= Agencies of the European Union =

Distinct body of the European Union

The European Union and Euratom have agencies, decentralised independent bodies, corporate bodies and joint undertakings which are established as juridical persons through secondary EU legislation and tasked with a specific narrow field of work. They are a part of the wider set of bodies of the European Union and Euratom and are therefore distinct from:
- international law juridical persons established through primary (treaty) legislation, either as an EU institution (the European Central Bank) or as an EU body of another type (such as the European Investment Bank Group entities, the European University Institute, the European Stability Mechanism or the Unified Patent Court)
- other EU institutions
- other EU bodies lacking juridical personality, including the advisory bodies, the independent offices held by a single person (European Ombudsman, European Data Protection Supervisor), and the (non-independent, auxiliary) EU inter-institutional services, regardless of whether established through treaty or through secondary legislation
- the pan-EU organisational forms which are not considered constituent bodies of the EU or Euratom, regardless of whether possessing juridical personality (European Research Infrastructure Consortium, European political party, European political foundation, European grouping of territorial cooperation, Societas Europaea, Societas Cooperativa Europaea) or lacking it (European economic interest grouping)

==Overview==
In contrast to other EU bodies established through secondary legislation, each of more than fifty such entities has its own juridical personality granted by the EU law, recognised across the EU, and in some cases, also across the EEA countries, Switzerland, Serbia, Ukraine, the United Kingdom and Turkey. Nevertheless, in relations with other non-EU third countries, they are in general not recognised as independent entities, thus being considered either parts of the juridical personality of the EU or Euratom.
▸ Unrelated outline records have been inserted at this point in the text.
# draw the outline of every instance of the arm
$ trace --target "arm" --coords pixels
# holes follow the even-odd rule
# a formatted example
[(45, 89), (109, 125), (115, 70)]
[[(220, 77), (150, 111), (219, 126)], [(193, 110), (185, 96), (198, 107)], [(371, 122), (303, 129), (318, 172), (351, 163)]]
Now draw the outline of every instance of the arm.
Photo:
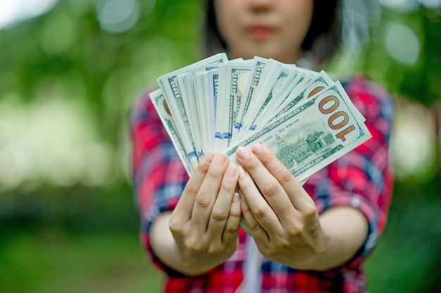
[[(251, 163), (244, 163), (243, 159), (241, 161), (238, 158), (241, 163), (244, 162), (242, 165), (244, 164), (259, 189), (266, 189), (269, 197), (282, 199), (284, 204), (280, 206), (288, 210), (287, 215), (291, 215), (285, 219), (283, 214), (278, 211), (280, 208), (277, 208), (278, 219), (284, 220), (285, 223), (282, 226), (287, 228), (285, 231), (282, 229), (279, 230), (285, 235), (273, 235), (273, 237), (284, 242), (282, 247), (289, 247), (290, 238), (287, 237), (287, 232), (288, 235), (293, 234), (294, 238), (302, 236), (303, 238), (297, 239), (304, 242), (305, 250), (309, 247), (310, 251), (306, 252), (310, 254), (308, 256), (306, 254), (306, 259), (304, 259), (309, 260), (309, 264), (302, 263), (304, 254), (296, 256), (299, 258), (297, 261), (298, 263), (286, 263), (288, 261), (287, 259), (290, 258), (287, 256), (284, 263), (291, 266), (321, 270), (327, 266), (338, 266), (340, 263), (344, 263), (346, 267), (356, 268), (375, 247), (385, 224), (393, 180), (389, 168), (388, 154), (393, 118), (392, 101), (386, 91), (364, 77), (354, 79), (345, 84), (344, 87), (354, 104), (366, 118), (366, 124), (373, 137), (312, 175), (303, 187), (297, 184), (288, 184), (292, 181), (292, 176), (284, 172), (282, 168), (275, 165), (279, 163), (276, 158), (272, 160), (275, 162), (272, 163), (271, 160), (266, 160), (265, 156), (268, 154), (261, 157), (261, 152), (253, 149), (254, 154), (250, 156), (259, 157), (259, 160), (253, 159), (249, 162)], [(261, 172), (256, 170), (262, 165), (267, 173), (263, 173), (266, 175), (259, 180), (259, 174)], [(261, 171), (265, 170), (261, 168)], [(271, 181), (263, 179), (266, 177), (272, 179), (273, 183), (269, 186), (268, 182)], [(243, 180), (240, 178), (240, 184), (241, 181)], [(251, 182), (249, 185), (252, 187)], [(312, 197), (314, 205), (306, 197), (305, 191)], [(262, 202), (257, 203), (257, 206), (255, 206), (256, 203), (252, 203), (251, 206), (249, 199), (255, 201), (262, 197), (253, 197), (255, 192), (250, 192), (248, 197), (244, 197), (249, 205), (245, 206), (247, 202), (242, 203), (242, 210), (249, 206), (254, 210), (249, 214), (260, 214), (259, 216), (266, 214), (268, 211), (271, 212), (270, 209), (274, 211), (277, 206), (274, 203), (268, 206)], [(278, 194), (278, 197), (274, 196)], [(268, 196), (266, 198), (268, 200)], [(286, 199), (290, 201), (287, 201)], [(268, 201), (272, 202), (273, 199)], [(293, 211), (293, 208), (297, 211)], [(318, 216), (317, 213), (321, 216)], [(317, 217), (319, 217), (318, 220)], [(255, 217), (248, 218), (249, 221), (256, 222)], [(366, 227), (366, 224), (368, 227)], [(266, 230), (270, 231), (268, 235), (276, 231), (274, 227), (268, 227)], [(308, 233), (312, 236), (321, 236), (307, 237)], [(273, 242), (274, 243), (278, 242)], [(261, 251), (270, 247), (269, 252), (272, 252), (271, 245), (262, 244), (261, 247)], [(274, 248), (273, 249), (277, 251)], [(326, 251), (334, 251), (335, 254), (327, 256), (325, 252)], [(317, 261), (314, 261), (313, 256), (316, 256)], [(334, 259), (330, 256), (334, 256)]]
[(326, 270), (347, 261), (364, 243), (368, 225), (359, 211), (341, 206), (319, 216), (312, 199), (266, 146), (242, 148), (237, 159), (247, 170), (239, 180), (244, 218), (268, 259)]
[(236, 249), (240, 224), (238, 172), (225, 154), (204, 156), (173, 213), (154, 221), (156, 255), (185, 275), (199, 275), (226, 261)]
[(235, 249), (237, 169), (227, 168), (225, 155), (209, 154), (189, 180), (147, 95), (132, 114), (134, 185), (144, 248), (169, 275), (202, 273)]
Some of the agencies, decentralised independent bodies and joint undertakings of the European Union and Euratom are tasked with answering the need to develop scientific or technical know-how in certain fields, others bring together different interest groups to facilitate dialogue at European and international level.

==Existing agencies==
They are divided into the following groups:

===Decentralised agencies of the EU===
Distinct from the EU institutions, the agencies of the European Union are specialist bodies set up to advise the Institutions and Member States in areas that affect everyone living in the Union. They are located in member states across the EU, providing services, information, and know-how. The total budget of all the decentralised agencies is approximately 0.8% of the EU's annual budget.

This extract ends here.